Personal information
- Full name: Richard Keith Kenway
- Born: 17 July 1975 (age 51) Southampton, Hampshire
- Batting: Right-handed
- Relations: Derek Kenway (brother)

Domestic team information
- 2000–2001: Hampshire Cricket Board

Career statistics
| Competition | List A |
| Matches | 2 |
| Runs scored | 47 |
| Batting average | 47.00 |
| 100s/50s | 0/0 |
| Top score | 47 |
| Catches/stumpings | 0/– |
- Source: Cricinfo, 28 December 2009

= Richard Kenway =

English cricketer (born 1975)

Richard Keith Kenway (born 17 July 1975) is an English cricketer.
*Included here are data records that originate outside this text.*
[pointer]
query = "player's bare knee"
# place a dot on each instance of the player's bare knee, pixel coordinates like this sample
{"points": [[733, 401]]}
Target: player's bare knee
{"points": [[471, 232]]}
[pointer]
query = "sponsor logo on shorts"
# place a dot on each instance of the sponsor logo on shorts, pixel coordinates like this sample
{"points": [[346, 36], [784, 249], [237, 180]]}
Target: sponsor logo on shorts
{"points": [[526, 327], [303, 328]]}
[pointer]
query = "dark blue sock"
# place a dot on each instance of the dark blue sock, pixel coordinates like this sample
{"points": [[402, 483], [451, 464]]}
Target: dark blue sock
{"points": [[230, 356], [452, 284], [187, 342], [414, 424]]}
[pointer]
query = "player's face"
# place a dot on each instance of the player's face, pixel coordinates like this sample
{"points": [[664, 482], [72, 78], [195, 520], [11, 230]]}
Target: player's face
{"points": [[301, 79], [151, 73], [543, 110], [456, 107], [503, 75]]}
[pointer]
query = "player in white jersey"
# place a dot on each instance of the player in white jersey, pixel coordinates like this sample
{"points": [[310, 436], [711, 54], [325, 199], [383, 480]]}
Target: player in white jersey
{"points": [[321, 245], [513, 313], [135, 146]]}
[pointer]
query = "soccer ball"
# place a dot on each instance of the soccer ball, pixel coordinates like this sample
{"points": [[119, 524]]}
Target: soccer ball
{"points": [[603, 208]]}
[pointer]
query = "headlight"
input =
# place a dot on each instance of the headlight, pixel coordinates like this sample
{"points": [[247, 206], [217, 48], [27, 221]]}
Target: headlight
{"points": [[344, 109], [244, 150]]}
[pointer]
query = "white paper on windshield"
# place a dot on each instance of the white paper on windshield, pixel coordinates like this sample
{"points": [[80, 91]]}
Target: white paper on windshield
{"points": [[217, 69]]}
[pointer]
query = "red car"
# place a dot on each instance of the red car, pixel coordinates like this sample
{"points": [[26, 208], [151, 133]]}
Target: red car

Kenway is a right-handed batsman. He was born at Southampton, Hampshire.

Kenyway made his debut for the Hampshire Cricket Board (HCB) against the Sussex Cricket Board at Birdham in the 2000 MCCA Knockout Trophy. The following year he made his List A debut for the HCB against the Kent Cricket Board at Mote Park, Maidstone, in the first round of the 2001 Cheltenham & Gloucester Trophy. He wasn't required to bat in the match, which ended with no result due to rain. Later in 2001, he made a second List A appearance for the HCB against Ireland at the Rose Bowl in the first round of the 2002 Cheltenham & Gloucester Trophy, played late in the 2001 season to avoid fixture congestion in 2002. Ireland won the toss and elected to bat first, making 241/7 from their 50 overs. The HCB fell 32 runs short of their target in their chase, with Kenway top-scoring in the innings with 47, before he was dismissed by Kyle McCallan. He continues to play club cricket in Hampshire.

His brother, Derek, played first-class cricket for Hampshire County Cricket Club.